Although this plan has merits, it would be difficult to implement at the University of Virginia. GW is a private university that enjoys a hefty endowment and does not need to worry about declining state support or inflexible state regulations as do public colleges. The University is relatively self-sufficient and receives only 6.3 percent of its overall budget from the state, but the General Assembly has considerable influence over the University's operations and policies, including its tuition rate. Nevertheless, even if the University enjoys less autonomy than GW, administrators should explore ways to give students and families as realistic an assessment of future rates as is possible.
With this convenience, though, comes drawbacks. First, it is difficult for schools to predict expenses several years ahead of time, which may result in setting tuition higher or lower than is optimal. Second, each tuition hike would only affect the incoming class initially, so it would take longer for schools to benefit financially from increases. Third, in the case of GW, the fixed rate does not apply to the costs of housing or other student fees. Consequently, education costs still may vary somewhat during a student's college years. Thus, any school following this model would need to resist the urge to shift costs around to recoup losses from inflexible tuition rates.
Of course, fixed tuition does not guarantee an affordable education. In fact, tuition rose 16 percent when GW instituted its policy in 2004 to compensate for expected cost increases during the following four years. Tuition increases have since been moderate with increases of about 3 percent annually during the past three years. The University, in contrast, raised tuition by 9.9 percent last year - more than three times GW's rate - in response to diminishing state funding. As a result, fixing tuition costs for students is somewhat unrealistic for a state university.

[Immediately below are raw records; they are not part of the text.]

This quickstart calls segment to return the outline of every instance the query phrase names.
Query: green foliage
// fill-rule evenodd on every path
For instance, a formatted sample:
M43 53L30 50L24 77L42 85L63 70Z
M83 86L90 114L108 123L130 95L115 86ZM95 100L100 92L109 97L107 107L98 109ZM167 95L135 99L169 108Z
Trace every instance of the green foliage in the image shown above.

There may be a middle ground. Even if fixing tuition rates is infeasible or unwise for public colleges, the spirit of GW's policy can be imitated simply by communicating more frankly about tuition costs with incoming students and their families. Although there is no crystal ball to predict what actions the General Assembly or Board of Visitors may take in the future, University officials have reasonable expectations about what direction tuition costs are headed. The University would do well to present this information to students as fairly as it can, through e-mail, letter or otherwise, and include the stipulation that these charges are subject to change based upon action beyond administrators' control.